As I'm writing this, I hear the prayer coming from the mosque from where it comes five times a day. It gives me a sense of calmness even though I may not understand its meaning from the aspect of these people. It also reminds me that maybe there is something greater in this life yet to be discovered by all of us. Whatever it is, we cannot know. The only thing we can do is to believe in something that feels good to us in our soul, not trying to convince others that it's the only right way of believing. May we all find peace in our own way.

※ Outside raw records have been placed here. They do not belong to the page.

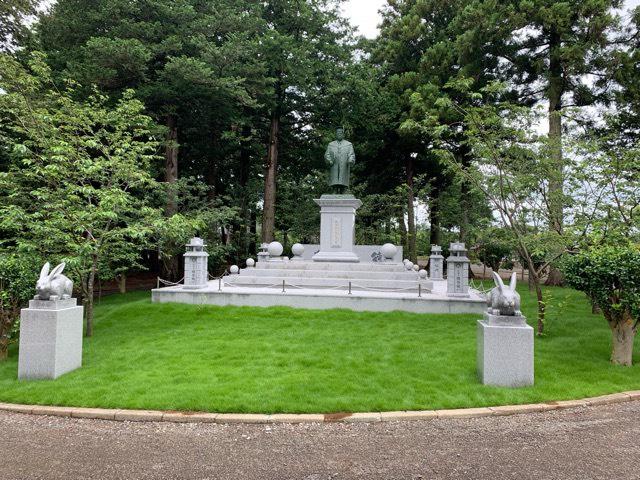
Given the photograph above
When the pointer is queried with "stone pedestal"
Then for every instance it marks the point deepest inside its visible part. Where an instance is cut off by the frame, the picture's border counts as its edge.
(436, 263)
(457, 271)
(50, 339)
(337, 228)
(505, 351)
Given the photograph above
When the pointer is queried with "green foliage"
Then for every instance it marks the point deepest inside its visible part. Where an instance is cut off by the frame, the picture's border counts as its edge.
(610, 276)
(78, 184)
(18, 275)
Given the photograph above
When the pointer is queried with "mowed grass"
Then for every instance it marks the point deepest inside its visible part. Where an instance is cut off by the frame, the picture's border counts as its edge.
(237, 359)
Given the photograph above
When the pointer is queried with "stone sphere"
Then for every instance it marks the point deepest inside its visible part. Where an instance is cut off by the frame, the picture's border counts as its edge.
(389, 250)
(275, 249)
(297, 249)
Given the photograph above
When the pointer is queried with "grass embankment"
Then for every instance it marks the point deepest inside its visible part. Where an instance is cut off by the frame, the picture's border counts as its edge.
(233, 359)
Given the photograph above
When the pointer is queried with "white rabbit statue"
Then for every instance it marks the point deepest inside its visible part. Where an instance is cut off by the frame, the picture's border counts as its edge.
(504, 300)
(54, 285)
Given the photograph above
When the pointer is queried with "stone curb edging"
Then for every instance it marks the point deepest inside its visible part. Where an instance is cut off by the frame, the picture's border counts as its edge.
(228, 418)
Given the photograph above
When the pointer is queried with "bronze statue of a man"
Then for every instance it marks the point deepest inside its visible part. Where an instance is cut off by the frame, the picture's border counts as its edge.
(340, 156)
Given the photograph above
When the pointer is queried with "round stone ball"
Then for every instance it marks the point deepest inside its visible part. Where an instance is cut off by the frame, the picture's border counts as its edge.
(389, 250)
(297, 249)
(275, 249)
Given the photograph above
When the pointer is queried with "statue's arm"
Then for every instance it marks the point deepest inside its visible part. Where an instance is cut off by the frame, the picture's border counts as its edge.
(328, 156)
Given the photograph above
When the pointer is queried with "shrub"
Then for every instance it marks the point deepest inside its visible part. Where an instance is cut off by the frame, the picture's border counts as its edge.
(610, 276)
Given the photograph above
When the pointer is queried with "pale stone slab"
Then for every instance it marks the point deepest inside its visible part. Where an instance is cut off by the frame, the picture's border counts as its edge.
(363, 417)
(505, 354)
(517, 409)
(52, 411)
(465, 413)
(296, 418)
(50, 339)
(608, 399)
(94, 413)
(242, 418)
(408, 415)
(138, 415)
(185, 417)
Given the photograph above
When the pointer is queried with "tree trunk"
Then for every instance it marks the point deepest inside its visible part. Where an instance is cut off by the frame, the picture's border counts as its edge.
(89, 302)
(270, 171)
(622, 336)
(411, 217)
(434, 220)
(556, 168)
(171, 162)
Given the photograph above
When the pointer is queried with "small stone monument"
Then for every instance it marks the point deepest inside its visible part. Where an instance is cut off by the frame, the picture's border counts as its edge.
(505, 341)
(457, 271)
(196, 273)
(436, 263)
(50, 329)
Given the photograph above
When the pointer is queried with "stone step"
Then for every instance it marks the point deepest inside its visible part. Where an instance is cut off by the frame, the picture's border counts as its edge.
(320, 266)
(338, 274)
(327, 283)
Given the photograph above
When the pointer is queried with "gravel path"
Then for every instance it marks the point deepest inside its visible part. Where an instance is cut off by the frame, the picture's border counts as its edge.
(587, 443)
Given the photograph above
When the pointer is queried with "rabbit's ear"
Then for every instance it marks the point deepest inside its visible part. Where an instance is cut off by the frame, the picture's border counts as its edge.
(45, 270)
(512, 283)
(57, 270)
(497, 280)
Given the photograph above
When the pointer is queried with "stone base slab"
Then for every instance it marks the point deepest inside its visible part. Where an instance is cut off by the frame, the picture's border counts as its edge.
(50, 339)
(505, 354)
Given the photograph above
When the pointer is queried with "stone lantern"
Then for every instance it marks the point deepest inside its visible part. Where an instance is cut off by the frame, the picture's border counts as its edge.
(457, 271)
(196, 274)
(436, 263)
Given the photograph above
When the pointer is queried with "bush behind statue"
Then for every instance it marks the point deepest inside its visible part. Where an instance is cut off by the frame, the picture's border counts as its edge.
(18, 275)
(610, 276)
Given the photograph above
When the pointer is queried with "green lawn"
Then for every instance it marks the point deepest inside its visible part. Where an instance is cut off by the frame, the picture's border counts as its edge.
(233, 359)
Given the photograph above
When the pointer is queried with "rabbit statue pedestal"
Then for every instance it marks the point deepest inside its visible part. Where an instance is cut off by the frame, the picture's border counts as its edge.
(505, 351)
(50, 339)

See you next time, inchallah!
1 comment:
Bonjour Larissa!
I'm too lazy to write in English, joten tässä tulee suomen kielellä.
Ihana lukea sun kuulumisia. Kuulostaa siltä, että olet hyvää vauhtia kotiutumassa Marokkoon. Voin vain kuvitella, millaista on, kun meri näkyy ikkunasta ja saa lenkkeillä hiekkarannalla!
Tänne Brysseliin ei kuulu mitään ihmeellisempää. Nautitaan kevätauringosta ja suunnitellaan pääsiäiseksi reissua Luxembourgiin.
Odottelen jo innolla sun seuraavaa kirjotusta blogiin, joten pistähän kynä sauhuamaan. I Miss you!